UPDATED: Nvidia promises power-efficient supercomputing with Kepler-based Tesla board
Chip maker brings dual GPU board to high-performance computing systems
Nvidia has brought its Kepler GPU architecture to its high-performance computing (HPC) Tesla range with the K10 accelerator.
The firm's Kepler architecture is best known for its use in three consumer products, including its GeForce GTX 680 desktop video card. But it has now slipped it into a Tesla general purpose computing on GPU (GPGPU) accelerator board.
The firm's Tesla K10 accelerator board features two Kepler GPUs and is aimed at speeding up single-precision floating point workloads.
Nvidia's Tesla K10 board has two Kepler GK104 1536-core GPUs, each providing 2.29 teraflops of single precision performance, and 0.095 teraflops of double precision performance.
Nvidia has increased total board memory to 8GB, meaning larger datasets can be accessed, however per-GPU memory bandwidth has actually dropped from the previous generation to 160GB/s.
Nvidia has not disclosed clock speeds for the two GK104 GPUs, but Sumit Gupta, senior director of Nvidia's Tesla business unit, said clock speeds would be half that of its Fermi-based Tesla cards. He added that scaling back on clock speeds helped the firm reduce power consumption.
Nvidia said that its Tesla K10 board, with two GPUs, has the same thermal design power as its single GPU Fermi-based Tesla M2090. While the shift from its 40nm architecture to 28nm had helped save some power, Gupta said that most of the savings came down to other aspects of system design.
"A lot of it was architecture redesign, for example by reducing the clocks [speeds]. We almost halved the clocks and it significantly reduced the power. We also improved the efficiency of the architecture," he said.
For Nvidia's customers the biggest boost actually comes with PCI-Express Gen3 support, meaning bandwidth has doubled to 16GB/s.
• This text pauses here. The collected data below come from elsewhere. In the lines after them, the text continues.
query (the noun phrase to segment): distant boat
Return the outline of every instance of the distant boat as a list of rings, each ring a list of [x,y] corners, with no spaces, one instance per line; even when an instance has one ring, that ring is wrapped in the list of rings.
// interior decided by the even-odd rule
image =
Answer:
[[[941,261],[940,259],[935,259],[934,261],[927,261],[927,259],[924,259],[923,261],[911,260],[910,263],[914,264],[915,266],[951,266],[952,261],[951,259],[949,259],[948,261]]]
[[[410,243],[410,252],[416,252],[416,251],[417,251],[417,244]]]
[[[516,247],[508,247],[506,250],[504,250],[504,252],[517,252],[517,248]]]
Nvidia's Tesla K10 accelerator card will allow firms to hit one petaflop of single precision compute capability using 400KW of power. According to Nvidia, that power consumption figure is close to a tenth of what is required if standard CPU-only cluster nodes were deployed.
Nvidia has also enabled its GPU Direct technology that allows GPUs in a cluster to access other GPUs' local memory, bringing direct access to vast amounts of memory.
Update: Nvidia has released Tesla K10 clock speeds to V3, with the GK104 GPU running at 745MHz and the GDDR5 memory running at 2.5GHz. As Nvidia said, the Kepler-based Tesla K10 GPU clock speeds are significantly lower than those of Fermi-based Tesla boards, with the Tesla M2090 board running its GPU at 1.3GHz.
Given that Nvidia's Tesla K10 boasts close to a four-fold increase in single-precision floating point performance, it highlights a big improvement in architectural efficiency in Kepler over Fermi.